The Bible is written in three different languages (Hebrew, Aramaic and Greek) so running any sort of analysis would be difficult, and in any case I'm not sure what it'd tell us.

Running an analysis on the translation into English would rather depend on what translation you were using. For instance the King James Bible is rather heavy on the now-obsolete "thee/thou" forms, whereas a modern translation isn't.


Perhaps analyzing translations themselves would be fruitful. Compare them to other translations, or to other works by the same authors (for the translator-authors), etc.


The Quran uses the royal-we consistently. It's an entirely big fat condescending lecture cum morality tale.

One of my favorite verses reads "We have created man in the greatest form, we then made him the most deformed" (speaking of decaying corpse)

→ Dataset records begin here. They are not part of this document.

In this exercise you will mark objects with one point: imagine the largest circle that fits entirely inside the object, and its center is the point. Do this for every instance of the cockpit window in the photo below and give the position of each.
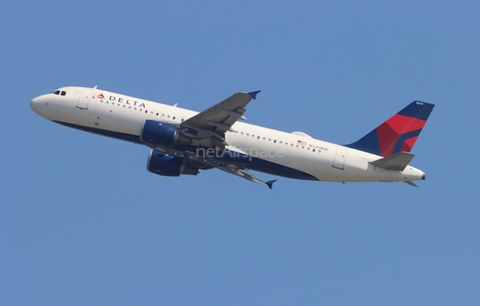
(58, 92)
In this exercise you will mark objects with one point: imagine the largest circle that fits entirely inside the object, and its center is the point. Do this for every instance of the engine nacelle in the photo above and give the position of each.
(155, 133)
(167, 165)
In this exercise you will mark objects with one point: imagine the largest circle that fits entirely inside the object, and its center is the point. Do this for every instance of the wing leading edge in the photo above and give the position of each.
(208, 128)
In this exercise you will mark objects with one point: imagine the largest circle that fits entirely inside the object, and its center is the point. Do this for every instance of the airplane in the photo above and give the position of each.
(183, 141)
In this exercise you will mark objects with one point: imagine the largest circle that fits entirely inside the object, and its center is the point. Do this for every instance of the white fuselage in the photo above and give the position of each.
(122, 116)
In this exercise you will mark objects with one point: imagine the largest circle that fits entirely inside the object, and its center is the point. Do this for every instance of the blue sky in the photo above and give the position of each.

لقد خلقنا اﻻنسان في احسن تقويم. ثم رردناه اسفل السافلين


No, poor mistranslation there. "We have certainly created man in the best of stature; Then We return him to the lowest of the low, Except for those who believe and do righteous deeds, for they will have a reward uninterrupted." "The Fig" 95:4-6


Thank you for the correction :-)

I'm not a believer but I read the Quran from time to time. Pretty potent stuff. The imagery is rich!

انا صببنا الماء صبا، ثم شققنا اﻻرض شقا. فأنبتنا فيها حبا، وعنبا وغضبا، وزيتونا ونخلا


Until I'd read that I'd not realised what a powerful play the royal we is. It's an attempt to craft the identity of the listener into the project of the speaker. In its own way a hack - it makes for our reasoning via our language processing.